Introduction: One of the four pillars of successful total knee arthroplasty (TKA) is restoration of the joint line. In conventional TKA the surgeon does not have a tool to control the accuracy of joint line restoration intraoperatively. The present study investigates if the preoperative joint line can be restored using an optical navigation system for TKA.

Materials and methods: Patients from two Orthopedic Centers (Istituto Orthopedico Rizzoli Bologna, 51 patients; Orthopädie Samedan, 42 patients) received computer assisted TKA (Stryker Scorpio) using the Stryker Knee navigation system.

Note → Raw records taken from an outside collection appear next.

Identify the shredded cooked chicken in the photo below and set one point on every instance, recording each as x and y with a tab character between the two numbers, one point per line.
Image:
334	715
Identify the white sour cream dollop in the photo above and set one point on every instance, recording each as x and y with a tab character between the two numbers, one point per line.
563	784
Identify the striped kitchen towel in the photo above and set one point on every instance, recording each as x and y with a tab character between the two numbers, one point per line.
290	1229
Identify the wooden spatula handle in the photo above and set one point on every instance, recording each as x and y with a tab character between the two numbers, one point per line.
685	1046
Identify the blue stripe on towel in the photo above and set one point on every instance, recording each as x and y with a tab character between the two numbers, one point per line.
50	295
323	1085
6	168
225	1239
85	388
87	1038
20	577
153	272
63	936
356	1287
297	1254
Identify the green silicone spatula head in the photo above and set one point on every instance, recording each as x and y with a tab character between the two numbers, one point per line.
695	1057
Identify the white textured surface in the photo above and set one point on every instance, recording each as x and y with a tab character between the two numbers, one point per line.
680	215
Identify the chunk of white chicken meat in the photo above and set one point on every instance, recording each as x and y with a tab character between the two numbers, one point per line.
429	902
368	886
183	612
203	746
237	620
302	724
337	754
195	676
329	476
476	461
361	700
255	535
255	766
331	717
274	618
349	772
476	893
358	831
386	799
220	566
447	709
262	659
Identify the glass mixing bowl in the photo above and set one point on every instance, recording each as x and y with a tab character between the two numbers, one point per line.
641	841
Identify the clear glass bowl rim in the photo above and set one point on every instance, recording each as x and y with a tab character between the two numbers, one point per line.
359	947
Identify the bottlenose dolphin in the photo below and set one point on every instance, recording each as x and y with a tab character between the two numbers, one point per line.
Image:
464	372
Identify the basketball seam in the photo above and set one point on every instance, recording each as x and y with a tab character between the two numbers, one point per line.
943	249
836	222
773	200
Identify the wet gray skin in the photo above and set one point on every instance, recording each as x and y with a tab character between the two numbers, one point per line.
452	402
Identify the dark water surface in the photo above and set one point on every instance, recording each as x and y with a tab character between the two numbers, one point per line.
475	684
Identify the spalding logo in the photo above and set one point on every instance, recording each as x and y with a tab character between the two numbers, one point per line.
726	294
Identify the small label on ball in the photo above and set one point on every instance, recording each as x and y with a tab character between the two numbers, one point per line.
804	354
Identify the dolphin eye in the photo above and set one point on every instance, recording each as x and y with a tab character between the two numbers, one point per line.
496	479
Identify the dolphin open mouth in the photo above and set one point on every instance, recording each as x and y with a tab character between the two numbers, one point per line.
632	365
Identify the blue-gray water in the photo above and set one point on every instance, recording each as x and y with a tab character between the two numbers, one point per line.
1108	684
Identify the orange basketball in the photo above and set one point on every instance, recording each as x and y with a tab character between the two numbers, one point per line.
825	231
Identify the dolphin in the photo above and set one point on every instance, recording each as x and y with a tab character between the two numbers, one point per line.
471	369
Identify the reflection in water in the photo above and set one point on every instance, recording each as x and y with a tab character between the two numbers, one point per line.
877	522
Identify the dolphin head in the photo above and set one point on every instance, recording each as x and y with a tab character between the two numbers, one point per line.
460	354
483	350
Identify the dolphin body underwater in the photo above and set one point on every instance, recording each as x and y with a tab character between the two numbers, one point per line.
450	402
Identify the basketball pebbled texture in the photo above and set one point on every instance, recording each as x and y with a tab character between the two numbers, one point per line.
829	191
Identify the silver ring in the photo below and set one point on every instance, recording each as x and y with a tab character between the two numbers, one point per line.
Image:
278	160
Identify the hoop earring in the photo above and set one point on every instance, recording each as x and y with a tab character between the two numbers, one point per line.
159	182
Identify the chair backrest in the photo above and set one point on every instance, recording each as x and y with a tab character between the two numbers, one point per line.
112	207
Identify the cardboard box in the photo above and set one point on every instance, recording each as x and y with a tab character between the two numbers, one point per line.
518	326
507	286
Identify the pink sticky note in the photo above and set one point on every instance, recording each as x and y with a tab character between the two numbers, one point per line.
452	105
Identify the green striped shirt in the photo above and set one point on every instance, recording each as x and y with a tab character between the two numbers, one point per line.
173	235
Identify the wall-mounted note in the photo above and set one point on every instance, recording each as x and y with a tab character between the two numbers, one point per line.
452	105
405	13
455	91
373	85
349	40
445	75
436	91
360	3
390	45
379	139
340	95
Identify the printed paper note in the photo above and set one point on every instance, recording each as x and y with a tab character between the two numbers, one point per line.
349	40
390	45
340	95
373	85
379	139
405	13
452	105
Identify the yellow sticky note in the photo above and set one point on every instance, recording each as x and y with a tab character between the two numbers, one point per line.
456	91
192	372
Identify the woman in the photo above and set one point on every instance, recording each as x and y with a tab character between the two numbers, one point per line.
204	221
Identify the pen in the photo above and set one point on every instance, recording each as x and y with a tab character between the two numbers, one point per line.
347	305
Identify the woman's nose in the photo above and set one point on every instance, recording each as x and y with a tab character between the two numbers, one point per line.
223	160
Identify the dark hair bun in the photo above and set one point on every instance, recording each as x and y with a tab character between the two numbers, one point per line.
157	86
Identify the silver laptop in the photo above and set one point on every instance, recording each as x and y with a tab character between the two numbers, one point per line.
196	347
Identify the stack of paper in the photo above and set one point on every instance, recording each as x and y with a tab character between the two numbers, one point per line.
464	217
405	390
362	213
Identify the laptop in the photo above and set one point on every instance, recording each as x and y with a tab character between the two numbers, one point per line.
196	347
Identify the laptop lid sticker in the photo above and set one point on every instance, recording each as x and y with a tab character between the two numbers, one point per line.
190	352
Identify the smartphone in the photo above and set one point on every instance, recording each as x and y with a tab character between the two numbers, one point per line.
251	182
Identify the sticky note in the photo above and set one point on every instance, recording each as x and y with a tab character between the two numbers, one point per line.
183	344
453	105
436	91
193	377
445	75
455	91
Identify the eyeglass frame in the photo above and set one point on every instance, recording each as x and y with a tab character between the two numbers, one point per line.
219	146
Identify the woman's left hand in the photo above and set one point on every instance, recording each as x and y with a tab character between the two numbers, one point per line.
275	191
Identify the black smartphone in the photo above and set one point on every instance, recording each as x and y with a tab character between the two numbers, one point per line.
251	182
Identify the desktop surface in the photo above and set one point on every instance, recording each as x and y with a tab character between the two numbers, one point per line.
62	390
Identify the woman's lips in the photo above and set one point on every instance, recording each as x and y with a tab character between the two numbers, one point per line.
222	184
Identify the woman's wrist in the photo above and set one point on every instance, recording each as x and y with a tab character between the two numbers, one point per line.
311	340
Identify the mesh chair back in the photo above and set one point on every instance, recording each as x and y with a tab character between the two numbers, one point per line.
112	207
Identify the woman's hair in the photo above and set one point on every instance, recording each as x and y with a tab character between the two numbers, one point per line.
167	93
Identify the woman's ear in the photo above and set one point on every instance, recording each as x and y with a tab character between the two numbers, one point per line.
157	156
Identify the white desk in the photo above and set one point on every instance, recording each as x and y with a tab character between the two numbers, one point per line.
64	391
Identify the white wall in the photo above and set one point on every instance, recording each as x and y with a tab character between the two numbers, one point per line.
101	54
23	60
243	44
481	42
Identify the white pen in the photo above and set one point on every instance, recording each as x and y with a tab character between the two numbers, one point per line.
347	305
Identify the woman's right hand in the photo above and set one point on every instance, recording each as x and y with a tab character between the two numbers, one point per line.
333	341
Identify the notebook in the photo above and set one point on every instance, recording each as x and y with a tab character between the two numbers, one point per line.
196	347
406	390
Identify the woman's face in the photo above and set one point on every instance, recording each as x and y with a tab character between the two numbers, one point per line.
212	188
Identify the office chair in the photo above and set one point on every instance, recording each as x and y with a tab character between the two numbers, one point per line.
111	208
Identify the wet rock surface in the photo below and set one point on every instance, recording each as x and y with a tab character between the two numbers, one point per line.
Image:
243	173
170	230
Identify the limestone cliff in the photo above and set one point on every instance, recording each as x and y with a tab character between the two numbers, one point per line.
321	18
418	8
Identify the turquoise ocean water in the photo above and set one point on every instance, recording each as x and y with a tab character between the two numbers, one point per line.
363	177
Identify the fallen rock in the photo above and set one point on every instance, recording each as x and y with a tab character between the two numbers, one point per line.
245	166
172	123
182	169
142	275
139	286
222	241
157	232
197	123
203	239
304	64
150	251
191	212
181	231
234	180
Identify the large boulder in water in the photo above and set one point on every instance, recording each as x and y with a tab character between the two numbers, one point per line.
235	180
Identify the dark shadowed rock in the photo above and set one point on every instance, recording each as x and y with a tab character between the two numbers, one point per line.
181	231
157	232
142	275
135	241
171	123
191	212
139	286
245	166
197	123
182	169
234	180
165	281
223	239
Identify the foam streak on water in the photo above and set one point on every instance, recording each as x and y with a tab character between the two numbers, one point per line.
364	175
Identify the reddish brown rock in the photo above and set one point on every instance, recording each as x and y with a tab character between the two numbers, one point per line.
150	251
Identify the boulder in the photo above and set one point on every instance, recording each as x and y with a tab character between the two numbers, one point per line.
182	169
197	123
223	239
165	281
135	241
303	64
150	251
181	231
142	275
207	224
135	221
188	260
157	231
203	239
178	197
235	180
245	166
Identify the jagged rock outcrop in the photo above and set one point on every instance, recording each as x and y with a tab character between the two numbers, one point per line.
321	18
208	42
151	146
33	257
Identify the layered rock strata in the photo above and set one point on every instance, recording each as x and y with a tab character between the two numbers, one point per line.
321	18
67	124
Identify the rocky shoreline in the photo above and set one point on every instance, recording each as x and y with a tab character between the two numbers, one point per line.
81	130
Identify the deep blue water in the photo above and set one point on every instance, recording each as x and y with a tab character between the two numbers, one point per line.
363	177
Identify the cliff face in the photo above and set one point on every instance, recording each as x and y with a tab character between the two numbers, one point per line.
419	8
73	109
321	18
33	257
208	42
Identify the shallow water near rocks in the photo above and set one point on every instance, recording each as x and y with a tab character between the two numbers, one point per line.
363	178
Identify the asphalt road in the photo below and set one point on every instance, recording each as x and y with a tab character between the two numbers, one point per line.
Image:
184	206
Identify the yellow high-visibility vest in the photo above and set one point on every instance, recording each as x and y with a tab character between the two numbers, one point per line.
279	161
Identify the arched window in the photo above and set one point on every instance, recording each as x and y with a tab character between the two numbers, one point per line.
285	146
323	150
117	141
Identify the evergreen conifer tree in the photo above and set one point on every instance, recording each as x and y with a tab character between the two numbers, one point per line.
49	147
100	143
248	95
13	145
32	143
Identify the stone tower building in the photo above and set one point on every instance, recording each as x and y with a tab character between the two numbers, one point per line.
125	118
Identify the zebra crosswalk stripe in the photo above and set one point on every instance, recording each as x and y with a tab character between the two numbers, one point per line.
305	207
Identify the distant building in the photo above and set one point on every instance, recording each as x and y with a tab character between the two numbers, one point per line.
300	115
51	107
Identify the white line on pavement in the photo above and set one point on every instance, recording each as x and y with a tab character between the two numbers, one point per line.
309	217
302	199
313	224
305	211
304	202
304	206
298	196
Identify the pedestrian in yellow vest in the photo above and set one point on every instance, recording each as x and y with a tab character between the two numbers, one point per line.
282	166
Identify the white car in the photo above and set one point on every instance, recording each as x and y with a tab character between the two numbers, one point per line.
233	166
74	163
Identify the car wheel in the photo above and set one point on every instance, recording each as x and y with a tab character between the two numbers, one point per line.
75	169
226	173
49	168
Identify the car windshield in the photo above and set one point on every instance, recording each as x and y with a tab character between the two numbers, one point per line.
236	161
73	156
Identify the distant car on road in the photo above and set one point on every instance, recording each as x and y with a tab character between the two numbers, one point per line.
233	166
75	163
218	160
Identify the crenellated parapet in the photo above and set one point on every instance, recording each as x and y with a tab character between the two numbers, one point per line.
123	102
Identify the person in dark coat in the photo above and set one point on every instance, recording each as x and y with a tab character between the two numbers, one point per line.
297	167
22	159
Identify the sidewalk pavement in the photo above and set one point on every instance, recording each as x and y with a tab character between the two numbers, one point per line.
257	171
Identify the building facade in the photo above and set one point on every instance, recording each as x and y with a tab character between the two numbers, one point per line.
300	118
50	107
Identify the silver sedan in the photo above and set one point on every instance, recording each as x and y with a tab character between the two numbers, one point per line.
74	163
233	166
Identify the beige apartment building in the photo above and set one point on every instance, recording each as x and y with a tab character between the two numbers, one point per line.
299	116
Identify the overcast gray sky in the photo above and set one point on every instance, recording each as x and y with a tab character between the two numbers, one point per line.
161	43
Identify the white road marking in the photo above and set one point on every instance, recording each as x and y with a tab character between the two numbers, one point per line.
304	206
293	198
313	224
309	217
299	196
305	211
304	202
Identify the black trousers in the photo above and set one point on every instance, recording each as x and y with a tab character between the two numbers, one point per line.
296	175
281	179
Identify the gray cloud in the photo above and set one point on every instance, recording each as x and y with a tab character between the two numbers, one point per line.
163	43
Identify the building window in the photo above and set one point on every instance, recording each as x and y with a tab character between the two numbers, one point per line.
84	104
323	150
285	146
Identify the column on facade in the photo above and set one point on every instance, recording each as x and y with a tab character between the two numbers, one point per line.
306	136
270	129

Using the software delivered with the navigation system depth of femoral and tibial medial and lateral osteotomies were recorded. After definite prosthesis implantation medial and lateral femoral condyle height as well as tibial length including polyethylene inlay were also recorded. Varus/valgus alignment was additionally recorded before and after prosthesis implantation.

Results: After femoral osteotomie varus/valgus alignment was 0 degrees (Stdv. 0.6 degrees). Lateral and medial osteotomies were performed with a depth of 8.2 and 8.8 mm respectively. Tibial osteotomie was performed with 0 degrees of varus/valgus (stdv. 0.7 degrees). Lateral and medial tibial osteotomies were performed with a depth of 7.5 and 4.8 mm respectively. After definite prosthesis implantation femoral and tibial varus/valgus alignment was 0.2 degrees of varus (stdv. 0.8 degrees) and 0.1 degrees of varus (stdv. 0.8 degrees) respectively. The femur was lengthened by 0.2 mm (stdy. 3 mm) medially and 1.1 mm (stdy. 3.1 mm) laterally. The tibia was shortened after component implantation by 1.5 mm (stdy. 3.4 mm) medially and 1.1 mm (stdv 3.1 mm) laterally.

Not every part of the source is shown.